Lethargy

"For Holly, lethargy was not a passing mood, it was a chronic condition. She dragged through the hours, dragged through the days. Life was not a gift she had been given; it was a sentence she had to serve."

Holly was a slithering, slouching, sliding woman of rubber. Sometimes she sat with her legs folded beneath her on the chair seat; sometimes she sat with her feet on the seat and her knees pointing up; sometimes her legs were sprawled over an arm of the chair; but most of the time she just slid slowly down the seat, eventually arriving at the half-prone position she preferred. When sitting in the lunchroom, she didn’t talk to anyone and she didn’t eat much; often she threw her food away or gave it away. Some days during lunch she’d go into the nurse’s office and lie down; other days she’d talk to herself in a growling tone of voice; but mostly she just slumped in her seat.

Holly was 5’2” and skinny, with stringy, lifeless, red-brown hair. At her group home, she wouldn’t shampoo or bathe or brush her teeth without repeated prompting. She had a pale complexion, thick slab-like lips, and a wide nose covered with scar tissue; another resident had bitten it repeatedly when she lived in Boulder from ages thirteen to eighteen. She also had a congenital skin malformation—a series of translucent nodules running down her chin and neck, like little bubbles of flesh.

From age five on, her life had been riddled with epileptic seizures. Sometimes at work she’d moan, then collapse on the floor and jerk convulsively. One day her head hit the floor hard enough to require stitches. After that, the Center bought her a bicycle helmet, which Holly then wore every day. Another time, lying on the floor after a seizure, she seemed especially disoriented, twisting the sleeves of her shirt and squeezing the nurse’s hand; in the next few minutes she had two more hard seizures. At twenty-three years old, her language skills surpassed those of most clients—she read at a third-grade level—but she had an “intractable seizure disorder” that would probably, in time, lead to cognitive deterioration.

All of us are bored some of the time; all of us are listless some of the time. Eventually these temporary states give way to periods of energy and engagement. For Holly, though, they didn’t, at least not that I saw; she seemed permanently mired in ennui. Lethargy for her was not a passing mood, it was a chronic condition. She dragged through the hours, dragged through the days. Life was not a gift she had been given; it was a sentence she had to serve.

“Hi, Holly.”

“Hi, Glenn.”

“Did you have a nice weekend?”

Shrugs. “Yeah. It was okay.”

“What’d you do?”

“Nothing.”

“Nothing?”

“Nothing special.”

“Oh.” I looked at her, hoping for more.

“Tot,” she said finally.

“What’s that?”

“I tot.”

“You tot? Oh, you talked? You talked with somebody this weekend?”

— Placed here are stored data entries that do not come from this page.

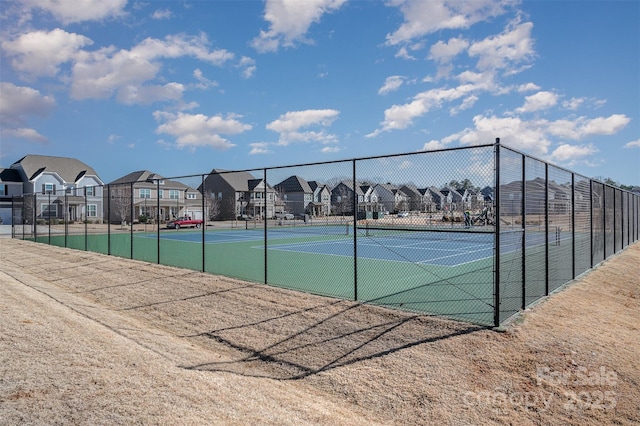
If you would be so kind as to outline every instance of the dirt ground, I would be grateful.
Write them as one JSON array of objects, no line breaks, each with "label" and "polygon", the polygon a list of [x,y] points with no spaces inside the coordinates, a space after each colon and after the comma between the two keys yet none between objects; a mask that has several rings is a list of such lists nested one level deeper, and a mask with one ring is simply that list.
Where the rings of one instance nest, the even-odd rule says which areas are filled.
[{"label": "dirt ground", "polygon": [[640,244],[495,331],[0,239],[0,424],[638,424]]}]

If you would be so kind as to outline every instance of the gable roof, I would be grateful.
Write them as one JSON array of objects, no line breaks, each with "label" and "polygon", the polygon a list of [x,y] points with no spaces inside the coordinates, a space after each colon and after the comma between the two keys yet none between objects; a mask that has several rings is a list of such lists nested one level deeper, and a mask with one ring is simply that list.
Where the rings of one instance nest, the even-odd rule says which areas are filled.
[{"label": "gable roof", "polygon": [[[211,175],[218,175],[225,180],[235,191],[250,191],[249,182],[255,181],[256,178],[249,172],[230,172],[223,169],[213,169],[207,179]],[[262,179],[259,179],[261,181]],[[255,185],[253,186],[255,188]]]},{"label": "gable roof", "polygon": [[0,182],[22,183],[22,178],[15,169],[0,169]]},{"label": "gable roof", "polygon": [[152,173],[149,170],[138,170],[137,172],[131,172],[128,175],[124,175],[110,184],[131,183],[131,182],[149,182],[154,179],[164,179],[162,176],[156,173]]},{"label": "gable roof", "polygon": [[43,172],[57,173],[68,183],[77,182],[85,175],[92,175],[100,180],[92,167],[75,158],[30,154],[13,163],[11,168],[22,169],[29,180],[35,179]]},{"label": "gable roof", "polygon": [[284,192],[304,192],[307,194],[313,192],[309,183],[300,176],[289,176],[277,184],[276,187],[282,188]]}]

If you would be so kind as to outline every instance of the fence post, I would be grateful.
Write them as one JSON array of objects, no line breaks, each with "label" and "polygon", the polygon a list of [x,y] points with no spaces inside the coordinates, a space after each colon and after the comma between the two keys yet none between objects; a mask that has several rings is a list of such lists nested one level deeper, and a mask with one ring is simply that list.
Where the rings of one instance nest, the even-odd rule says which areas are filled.
[{"label": "fence post", "polygon": [[[267,169],[266,168],[263,169],[263,176],[264,176],[264,283],[268,284],[268,281],[267,281],[267,272],[268,272],[267,271],[267,228],[268,228],[267,206],[268,206],[268,203],[267,203]],[[274,197],[273,205],[275,207],[276,195],[274,194],[273,197]]]},{"label": "fence post", "polygon": [[[144,212],[147,214],[147,212]],[[160,264],[160,179],[156,179],[156,240],[158,241],[158,265]]]},{"label": "fence post", "polygon": [[353,159],[353,299],[358,300],[358,193],[356,192],[356,160]]},{"label": "fence post", "polygon": [[129,258],[133,259],[133,210],[134,210],[134,193],[133,193],[133,182],[130,184],[131,187],[131,206],[129,206]]},{"label": "fence post", "polygon": [[107,185],[107,254],[111,255],[111,185]]},{"label": "fence post", "polygon": [[544,163],[544,295],[549,295],[549,164]]},{"label": "fence post", "polygon": [[571,278],[576,277],[576,175],[571,173]]},{"label": "fence post", "polygon": [[527,254],[527,205],[525,203],[525,182],[526,182],[526,162],[527,158],[522,155],[522,204],[520,206],[522,210],[522,305],[524,310],[527,307],[527,284],[526,284],[526,254]]},{"label": "fence post", "polygon": [[[67,196],[67,190],[64,191],[64,246],[68,247],[68,238],[69,238],[69,221],[67,219],[67,213],[69,212],[69,197]],[[87,248],[85,246],[85,251]]]},{"label": "fence post", "polygon": [[493,238],[494,261],[494,311],[493,325],[500,326],[500,138],[496,138],[494,145],[494,208],[495,230]]},{"label": "fence post", "polygon": [[[202,191],[200,191],[201,195],[202,195],[202,272],[206,271],[205,268],[205,236],[206,236],[206,230],[207,230],[207,219],[208,219],[208,214],[206,212],[206,204],[205,204],[205,190],[204,190],[204,175],[200,176],[201,178],[201,183],[200,183],[200,188],[202,188]],[[160,198],[158,197],[158,206],[160,205]],[[160,207],[158,207],[158,241],[160,241]],[[160,260],[160,247],[158,247],[158,260]]]}]

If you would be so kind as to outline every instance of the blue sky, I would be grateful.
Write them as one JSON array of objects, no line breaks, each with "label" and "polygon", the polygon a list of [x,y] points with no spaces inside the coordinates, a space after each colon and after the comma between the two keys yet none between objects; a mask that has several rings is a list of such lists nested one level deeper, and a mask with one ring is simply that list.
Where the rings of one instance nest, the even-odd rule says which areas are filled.
[{"label": "blue sky", "polygon": [[492,143],[640,184],[640,2],[0,3],[0,166],[110,182]]}]

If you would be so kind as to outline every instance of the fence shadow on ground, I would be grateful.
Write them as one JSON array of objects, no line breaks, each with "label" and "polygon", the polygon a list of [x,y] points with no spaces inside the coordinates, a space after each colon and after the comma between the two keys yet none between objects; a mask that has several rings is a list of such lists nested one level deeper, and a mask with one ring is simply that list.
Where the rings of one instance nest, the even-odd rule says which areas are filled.
[{"label": "fence shadow on ground", "polygon": [[486,329],[359,303],[330,301],[257,322],[183,336],[205,345],[223,345],[238,354],[231,361],[183,368],[297,380]]}]

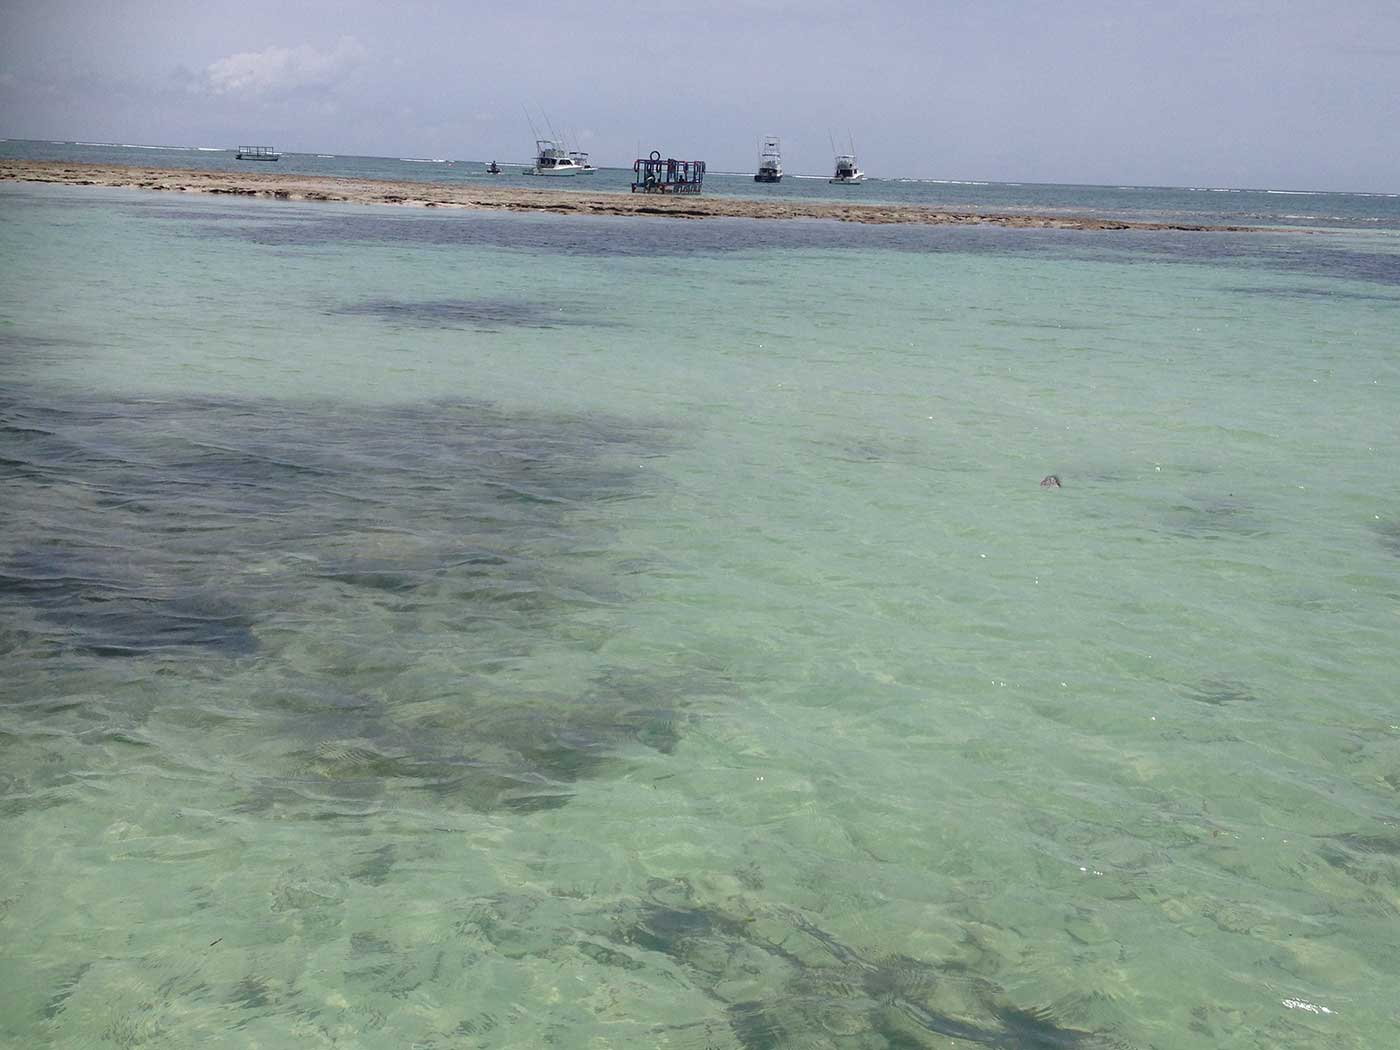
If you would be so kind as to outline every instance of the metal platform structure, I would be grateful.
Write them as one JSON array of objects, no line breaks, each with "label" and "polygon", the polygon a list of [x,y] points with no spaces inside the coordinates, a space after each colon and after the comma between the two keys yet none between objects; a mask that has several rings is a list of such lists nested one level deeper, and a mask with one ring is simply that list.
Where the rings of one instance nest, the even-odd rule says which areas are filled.
[{"label": "metal platform structure", "polygon": [[703,160],[661,159],[657,150],[632,165],[633,193],[699,193],[705,181]]},{"label": "metal platform structure", "polygon": [[282,154],[271,146],[239,146],[235,160],[278,160]]}]

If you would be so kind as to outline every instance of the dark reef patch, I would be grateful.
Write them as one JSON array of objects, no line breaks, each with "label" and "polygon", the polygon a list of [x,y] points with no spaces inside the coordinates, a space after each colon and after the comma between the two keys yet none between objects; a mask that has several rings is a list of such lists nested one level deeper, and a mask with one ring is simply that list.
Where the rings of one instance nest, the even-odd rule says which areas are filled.
[{"label": "dark reef patch", "polygon": [[1163,525],[1173,535],[1200,540],[1269,533],[1253,508],[1232,496],[1187,497],[1166,510]]},{"label": "dark reef patch", "polygon": [[[1098,239],[1093,258],[1103,262],[1123,262],[1127,256],[1138,254],[1153,262],[1222,266],[1246,264],[1263,272],[1302,275],[1323,281],[1359,281],[1390,288],[1400,287],[1400,255],[1339,248],[1323,239],[1300,238],[1296,234],[1222,234],[1209,238],[1164,234],[1154,238],[1137,232],[1124,232],[1111,240]],[[1090,256],[1086,253],[1083,257]],[[1225,289],[1227,292],[1248,290],[1252,289]],[[1325,286],[1319,286],[1315,291],[1324,296],[1332,295]],[[1345,287],[1339,291],[1342,296],[1356,294],[1354,289]],[[1308,294],[1312,295],[1313,290]]]},{"label": "dark reef patch", "polygon": [[1206,678],[1186,690],[1186,696],[1200,704],[1224,707],[1227,704],[1251,704],[1259,698],[1248,685],[1234,678]]},{"label": "dark reef patch", "polygon": [[1327,864],[1363,886],[1386,892],[1400,887],[1400,831],[1328,835],[1317,852]]},{"label": "dark reef patch", "polygon": [[55,336],[34,335],[0,322],[0,365],[13,367],[30,359],[47,359],[83,344]]},{"label": "dark reef patch", "polygon": [[[1388,284],[1389,281],[1379,283]],[[1223,292],[1233,295],[1258,295],[1269,299],[1295,299],[1300,301],[1334,301],[1334,302],[1368,302],[1368,303],[1394,303],[1400,306],[1400,295],[1383,295],[1380,293],[1366,293],[1351,291],[1346,288],[1317,288],[1307,285],[1239,285],[1232,288],[1222,288]]]},{"label": "dark reef patch", "polygon": [[364,860],[351,869],[350,877],[372,886],[382,886],[389,881],[389,875],[398,860],[398,851],[389,843],[376,849],[365,850],[360,856],[364,857]]},{"label": "dark reef patch", "polygon": [[562,328],[600,325],[574,303],[543,303],[516,299],[366,299],[336,307],[350,317],[373,317],[386,324],[413,328],[470,328],[499,332],[506,328]]},{"label": "dark reef patch", "polygon": [[630,489],[608,453],[652,452],[639,446],[603,421],[474,404],[11,394],[0,603],[76,649],[238,654],[307,578],[401,595],[456,574],[538,592],[540,559],[513,551],[567,549],[573,511]]},{"label": "dark reef patch", "polygon": [[581,780],[625,768],[635,748],[669,753],[689,706],[715,687],[703,678],[659,678],[647,706],[633,707],[607,683],[575,694],[497,693],[464,687],[429,721],[393,704],[336,702],[289,709],[285,732],[299,741],[285,755],[287,775],[260,785],[248,811],[300,808],[308,798],[375,803],[425,791],[479,812],[533,813],[564,805]]},{"label": "dark reef patch", "polygon": [[1375,532],[1381,546],[1400,557],[1400,520],[1383,521],[1375,526]]},{"label": "dark reef patch", "polygon": [[40,1009],[39,1016],[45,1021],[52,1021],[61,1014],[73,992],[77,990],[78,985],[90,969],[92,969],[92,963],[84,962],[74,963],[59,970],[53,982],[53,991],[49,994],[48,1001]]},{"label": "dark reef patch", "polygon": [[[678,966],[723,1009],[746,1050],[865,1046],[872,1038],[911,1050],[948,1039],[999,1050],[1124,1045],[1071,1027],[1052,1009],[1010,1003],[962,960],[866,954],[790,908],[746,914],[700,903],[684,879],[655,880],[648,899],[618,916],[610,939],[622,958],[657,954]],[[726,996],[760,973],[780,991],[762,1000]]]},{"label": "dark reef patch", "polygon": [[[693,669],[607,668],[567,689],[529,672],[561,632],[604,637],[597,610],[626,600],[608,508],[646,494],[635,464],[669,440],[472,402],[55,402],[12,389],[0,396],[0,647],[35,682],[99,664],[199,681],[219,712],[167,702],[166,717],[234,712],[276,741],[245,782],[244,813],[335,819],[404,792],[556,808],[629,753],[672,751],[694,703],[731,689]],[[580,610],[590,620],[573,627]],[[440,671],[423,670],[425,654]],[[117,672],[115,657],[151,663]],[[227,696],[210,684],[233,673],[254,684]],[[84,717],[130,733],[152,702],[98,702]]]},{"label": "dark reef patch", "polygon": [[781,1050],[786,1035],[782,1022],[763,1003],[735,1003],[726,1012],[744,1050]]},{"label": "dark reef patch", "polygon": [[236,602],[197,581],[126,571],[112,552],[21,548],[0,563],[0,600],[23,602],[71,647],[137,656],[195,647],[238,655],[256,643]]}]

“Yeah,” she said, then walked away.

Only once did I sense any vitality in her speech—and that time, she left me dumbfounded. She walked up, looked me in the eye, and said with a sneer, “You’re cute”—then departed with a burst of laughter.

Holly never got too excited about her work. When she got tired of steelwooling, she’d stop working and look through her glass like a telescope, peering across the table at pudgy, bespectacled Horace, who would giggle nervously. If she was scheduled for a thirty-minute period in grouting, she’d spend the first fifteen minutes putting her coveralls on, the last fifteen taking them off. Sometimes she’d stop to look at herself in the mirror, then break out in the loose, silly laughter that always suggests fatigue.

One day she wandered into the Spanish/Florentine room and asked me, “Where do I go now?”

“Well, Holly, what area do you work in these days?”

“Don’t know.” This was a common response of hers, when even the act of thinking seemed to demand too much effort.

“Well, I think you work with Molly in grouting, don’t you?”

“I guess,” she said, her voice tired and resigned. She drifted off in that direction.

A few times when she was working for me, Holly rose from her seat, silent and unnoticed, then floated about in a daze. For no reason at all she might load a tray with glasses and glide around the room with it. Eventually I’d glance over and see this glass-carrying phantom, who had enough of a tendency to drop things when she was at her seat. Racing over, I’d whisk the tray from her hands, waking her from her reverie.

“What are you doing, Holly?”

“Don’t know.”

“You don’t know? Well, what were you doing with all these glasses?”

“Walking.”

Work never held Holly’s attention, but the workfloor radio sometimes did. When a lyrical song like the Beatles’ “Norwegian Wood” came on, she’d remain slumped in her chair, but would provide accompaniment by fading in and fading out with low, vaguely melodic moans.

I never saw anything that was important to Holly, anything that really mattered. Along with several other supervisors, I once spent a day at her group home. While the other residents saw this as a rare opportunity to show off their rooms and their prized possessions and their expertise in cooking, Holly found it all rather dull. Curled up in one of the living room chairs, she spent the day in her robe, wearied by the endless parade of TV shows she was doomed to watch.